Speeding up a function involving mapply and integrate

1.2k Views Asked by At

I've inherited R some code and it runs incredibly slowly. Most of the time is spent evaluating the functions of the form (there are about 15 such functions with different integrands G):

TMin <- 0.5

F <- function (t, d) {
    result <- ifelse(((d > 0) & (t > TMin)),
                     mapply(function(t, d) integrate(G, lower=0, upper=t, t, d)$value, t, d),
                     0)

    return(result)

}

For testing, I'm using the following dummy function, but in the real code the Gs are much more complicated involving exp(), log(), dlnorm(), plnorm() etc..

G <- function(x, t, d) {
    mean(rnorm(1e5))
    x + t - d
}   

F will be calculated around 2 million times in the worst case. The function gets called in 3 different ways, either:
t is a single number and d is a numeric vector or,
t is a numeric vector and d is a single number or,
t is a numeric vector and is a numeric vector

Is there a (simple) way to speed up this function?

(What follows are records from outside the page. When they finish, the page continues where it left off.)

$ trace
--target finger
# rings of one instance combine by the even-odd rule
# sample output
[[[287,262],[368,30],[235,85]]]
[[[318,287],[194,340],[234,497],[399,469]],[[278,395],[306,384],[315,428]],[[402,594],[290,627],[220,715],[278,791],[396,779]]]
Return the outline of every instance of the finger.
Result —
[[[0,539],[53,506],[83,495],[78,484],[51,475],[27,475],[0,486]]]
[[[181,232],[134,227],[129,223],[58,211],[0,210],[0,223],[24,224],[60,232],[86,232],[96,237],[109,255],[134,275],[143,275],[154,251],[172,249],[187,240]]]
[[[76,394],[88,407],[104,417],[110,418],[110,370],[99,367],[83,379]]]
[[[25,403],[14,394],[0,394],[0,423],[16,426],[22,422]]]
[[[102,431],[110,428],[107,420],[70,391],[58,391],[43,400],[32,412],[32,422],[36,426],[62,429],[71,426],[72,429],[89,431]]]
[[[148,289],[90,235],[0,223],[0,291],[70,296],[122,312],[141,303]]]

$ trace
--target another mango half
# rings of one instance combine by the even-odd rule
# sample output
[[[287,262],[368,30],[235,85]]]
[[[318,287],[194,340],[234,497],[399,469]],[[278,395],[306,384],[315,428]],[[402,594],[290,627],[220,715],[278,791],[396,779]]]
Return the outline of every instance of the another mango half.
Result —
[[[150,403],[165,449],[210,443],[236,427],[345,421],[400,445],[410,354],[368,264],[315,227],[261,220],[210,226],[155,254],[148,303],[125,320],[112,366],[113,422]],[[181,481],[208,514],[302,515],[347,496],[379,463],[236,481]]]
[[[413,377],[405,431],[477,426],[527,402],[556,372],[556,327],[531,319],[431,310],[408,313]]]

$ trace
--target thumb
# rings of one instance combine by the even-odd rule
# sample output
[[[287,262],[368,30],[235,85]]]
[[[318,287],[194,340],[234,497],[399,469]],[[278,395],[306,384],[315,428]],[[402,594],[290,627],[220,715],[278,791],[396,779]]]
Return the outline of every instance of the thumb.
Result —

For far I've tried variations along the lines of (to get rid of the ifelse loop):

F2 <- function (t,d) {
    TempRes <- mapply(function(t, d) integrate(G, lower=0, upper=t, t, d)$value, t, d)
    TempRes[(d <= 0) | (t <= TMin)] <- 0
    result <- TempRes

    return(result)
}

and

F3 <- function (t,d) {
    result <- rep(0, max(length(t),length(d)))
    test <- ((d > 0) & (t > TMin))
    result[test] <- mapply(function(t, d) integrate(G, lower=0, upper=t, t, d)$value, t, d)[test]

    return(result)
}

but they take almost exactly the same time.

2

There are 2 best solutions below

5
On BEST ANSWER

You are performing a large number of independent integrations. You can speed things up by performing these integrations on separate cores simultaneously (if you have a multicore processor available). The problem is that R performs its calculations in a single threaded manner by default. However, there are a number packages available that allow multithreading support. I have recently answered a few similar questions here and here, with some additional info regarding the relevant packages and functions.

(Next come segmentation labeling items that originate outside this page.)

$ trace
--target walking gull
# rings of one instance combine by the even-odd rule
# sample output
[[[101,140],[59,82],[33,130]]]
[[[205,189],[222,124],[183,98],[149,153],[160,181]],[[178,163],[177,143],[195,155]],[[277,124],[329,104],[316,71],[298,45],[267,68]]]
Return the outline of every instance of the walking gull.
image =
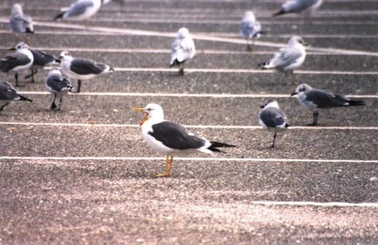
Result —
[[[309,18],[311,13],[318,8],[322,0],[289,0],[282,4],[281,10],[273,14],[273,16],[290,13],[296,13]]]
[[[0,81],[0,111],[12,101],[32,102],[32,99],[20,94],[9,83]]]
[[[165,172],[157,174],[157,177],[169,176],[174,155],[199,151],[214,154],[214,152],[221,152],[218,148],[235,147],[196,136],[188,132],[182,125],[164,120],[163,109],[157,104],[149,104],[145,108],[136,107],[133,111],[145,113],[139,126],[142,128],[142,134],[147,144],[155,150],[167,156]]]
[[[286,130],[289,127],[287,117],[285,112],[280,109],[275,100],[268,100],[264,105],[259,116],[259,123],[264,129],[274,132],[273,142],[271,148],[274,148],[277,132]]]
[[[80,92],[82,80],[91,79],[100,74],[114,71],[107,64],[97,63],[88,59],[73,58],[67,51],[60,53],[62,72],[70,78],[77,79],[77,90]]]
[[[297,94],[299,104],[311,111],[313,113],[313,123],[309,125],[315,126],[318,124],[318,111],[332,107],[365,106],[363,101],[351,100],[343,95],[334,94],[332,92],[314,90],[307,84],[301,84],[291,96]]]
[[[180,76],[184,75],[184,64],[195,55],[195,47],[192,35],[185,27],[178,34],[171,48],[171,64],[169,67],[178,66]]]
[[[16,52],[6,55],[0,60],[0,71],[14,73],[15,85],[21,87],[18,84],[18,73],[26,71],[32,66],[34,60],[33,54],[30,51],[30,48],[25,43],[20,43],[15,48],[10,50],[15,50]]]
[[[47,54],[43,51],[31,49],[33,54],[33,64],[30,67],[32,73],[24,78],[29,78],[32,77],[32,83],[34,83],[34,75],[38,73],[38,69],[44,68],[48,64],[59,64],[60,61],[55,56]]]
[[[261,24],[256,20],[254,14],[252,11],[245,12],[242,22],[239,25],[240,34],[244,36],[247,41],[247,50],[252,51],[253,39],[260,36],[261,31]],[[252,43],[248,43],[248,40],[252,39]]]
[[[48,75],[46,79],[46,89],[51,94],[54,94],[54,99],[50,106],[51,110],[60,110],[62,106],[62,97],[68,92],[71,92],[72,86],[70,79],[62,74],[60,71],[56,69],[53,69],[48,72]],[[59,107],[55,103],[57,97],[59,97]]]
[[[15,33],[34,33],[32,18],[24,15],[22,8],[18,4],[14,4],[12,8],[9,27]]]
[[[71,4],[69,8],[63,9],[62,13],[54,18],[54,20],[60,18],[74,20],[86,20],[98,11],[101,4],[105,4],[110,1],[110,0],[78,0]]]
[[[294,36],[289,40],[286,47],[280,48],[271,59],[258,66],[263,69],[275,69],[285,73],[287,78],[291,77],[292,79],[293,71],[301,66],[306,58],[305,46],[307,43],[302,38]],[[292,80],[292,83],[294,83],[294,80]]]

Additionally, As @Mike Dunlavey already mentioned, you should avoid performing the integrations for values of t and d that do not match your criteria. (You are currently performing unneeded function evaluations for these values and then you overwrite the result with 0 afterwards).

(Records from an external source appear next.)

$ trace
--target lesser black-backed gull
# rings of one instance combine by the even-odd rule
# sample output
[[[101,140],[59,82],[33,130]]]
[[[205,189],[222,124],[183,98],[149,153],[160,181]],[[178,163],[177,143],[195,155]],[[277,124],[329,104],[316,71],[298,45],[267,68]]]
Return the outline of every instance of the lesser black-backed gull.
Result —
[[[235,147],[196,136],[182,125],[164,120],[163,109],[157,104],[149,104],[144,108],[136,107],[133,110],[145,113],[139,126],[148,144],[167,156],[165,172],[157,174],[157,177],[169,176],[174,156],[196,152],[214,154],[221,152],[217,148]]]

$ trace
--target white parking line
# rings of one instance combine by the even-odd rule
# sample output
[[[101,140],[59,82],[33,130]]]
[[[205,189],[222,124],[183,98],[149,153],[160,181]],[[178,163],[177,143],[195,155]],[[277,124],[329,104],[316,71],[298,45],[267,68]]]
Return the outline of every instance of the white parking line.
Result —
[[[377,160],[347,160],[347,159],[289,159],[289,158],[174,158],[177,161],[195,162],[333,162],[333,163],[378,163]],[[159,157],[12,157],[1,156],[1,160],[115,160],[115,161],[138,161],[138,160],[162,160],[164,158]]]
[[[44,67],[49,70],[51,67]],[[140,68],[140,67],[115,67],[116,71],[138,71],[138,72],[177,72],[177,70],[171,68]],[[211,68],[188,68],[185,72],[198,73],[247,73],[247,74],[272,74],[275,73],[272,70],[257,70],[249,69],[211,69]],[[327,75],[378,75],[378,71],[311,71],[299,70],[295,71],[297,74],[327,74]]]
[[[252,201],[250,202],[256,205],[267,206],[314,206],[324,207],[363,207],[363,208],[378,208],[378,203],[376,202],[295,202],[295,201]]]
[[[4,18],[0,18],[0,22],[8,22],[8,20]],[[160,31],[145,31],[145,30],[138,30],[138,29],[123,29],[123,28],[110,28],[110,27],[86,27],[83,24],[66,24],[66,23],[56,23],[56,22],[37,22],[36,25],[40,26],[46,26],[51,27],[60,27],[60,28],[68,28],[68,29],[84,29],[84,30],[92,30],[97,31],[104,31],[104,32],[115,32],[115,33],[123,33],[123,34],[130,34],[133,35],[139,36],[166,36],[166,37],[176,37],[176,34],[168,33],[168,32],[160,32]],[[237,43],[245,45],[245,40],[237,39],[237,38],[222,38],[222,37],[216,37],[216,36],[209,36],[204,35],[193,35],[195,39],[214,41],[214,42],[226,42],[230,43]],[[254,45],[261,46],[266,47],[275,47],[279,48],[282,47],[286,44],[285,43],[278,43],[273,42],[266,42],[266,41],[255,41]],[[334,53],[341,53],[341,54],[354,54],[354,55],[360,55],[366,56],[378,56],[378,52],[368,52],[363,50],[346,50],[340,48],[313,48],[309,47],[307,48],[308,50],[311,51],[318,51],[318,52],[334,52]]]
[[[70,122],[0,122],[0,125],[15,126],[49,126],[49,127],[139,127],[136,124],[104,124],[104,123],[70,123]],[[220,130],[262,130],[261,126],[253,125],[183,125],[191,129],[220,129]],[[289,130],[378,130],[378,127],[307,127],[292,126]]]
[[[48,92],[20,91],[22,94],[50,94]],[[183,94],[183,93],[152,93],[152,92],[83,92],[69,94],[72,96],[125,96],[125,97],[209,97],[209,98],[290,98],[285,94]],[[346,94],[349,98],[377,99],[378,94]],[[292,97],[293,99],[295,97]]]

I have added a possible improvement below. Note that you will have to create a separate file with your function G included in order to evaluate it on the cluster nodes. In the code below it is assumed that this file is called functionG.R

The snippet:

library(doParallel)
F4 <- function(t,d) {
  results = vector(mode="numeric",max(length=length(t),length(d))) # Zero vector

  logicalVector <- ((d > 0) & (t > TMin))
  relevantT <- t[logicalVector]
  relevantD <- d[logicalVector] # when d is single element, NA values created

  if(length(relevantT) > 1 | length(relevantD) > 1)
  {
    if(length(d)==1) # d is only one element instead of vector --> replicate it
      relevantD <- rep(d,length(relevantT))
    if(length(t)==1) # t is only one element instead of vector --> replicate it
      relevantT <- rep(t,length(relevantD))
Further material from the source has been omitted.